Minutes Three to Nine:
These are the key minutes for communities of faith. Let us take a long look at the two essential rituals in our communities of faith. Make sure that we emphasize that Baptism in the Christian Community is an environmental sacrament, for without clean water we cannot bring new members into the fold. You cannot baptize with impure water.

The first order of business is to preserve our ability to continue as a people of God. Baptisms, purification in the Jewish tradition, even confirmation, all are designed to grow the community of faith and they all use the precious gift of water. Therefore, all of us must become guardian spirits of water. How to protect and preserve the water supplies world-wide is a profoundly theological discipline requiring everyone's attention.

The second order of business is to protect the one act that binds us together, that is eating together.

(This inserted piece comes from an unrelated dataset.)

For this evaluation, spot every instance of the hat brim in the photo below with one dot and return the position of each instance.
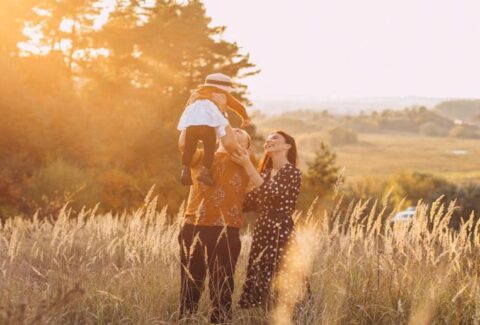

A meal is a sacrament. It is a holy enterprise, for without food we die. The Christian communion and the Jewish seder meal are both rendered null and void if the wine we drink is contaminated with pesticides, and soils in which we grow our breads become sterile and non-productive. How to protect these sacraments must be the purpose of the church or else we have nothing.

Therefore, the primary purpose for people of faith is not prayer, nor fund raising, nor social activities, nor outreach to the poor, not even worship. Though all are important, they are the second tier of importance for the long term health of the church.

We love God and our fellow human beings by deed, and therefore as strange as this may seem, we must all work for sustainable agriculture, healthy soils, and alternatives to chemically driven food production while protecting our water supplies, watersheds and aquifers.

Our earliest history is of a connection between the natural world and the human family, and today we in the church contribute to the disconnect by apathy and neglect; thus the necessity of our exercise in reconstituting the church of God based upon the first and great commandment -- Love God's creation and take care of it.

"I hate, I despise your festivals, and I take no delight in your solemn assemblies . . . . Take away from me the noise of your songs. . . . But let justice roll down like waters, and righteousness like an ever-flowing stream." (Amos 5:21-24)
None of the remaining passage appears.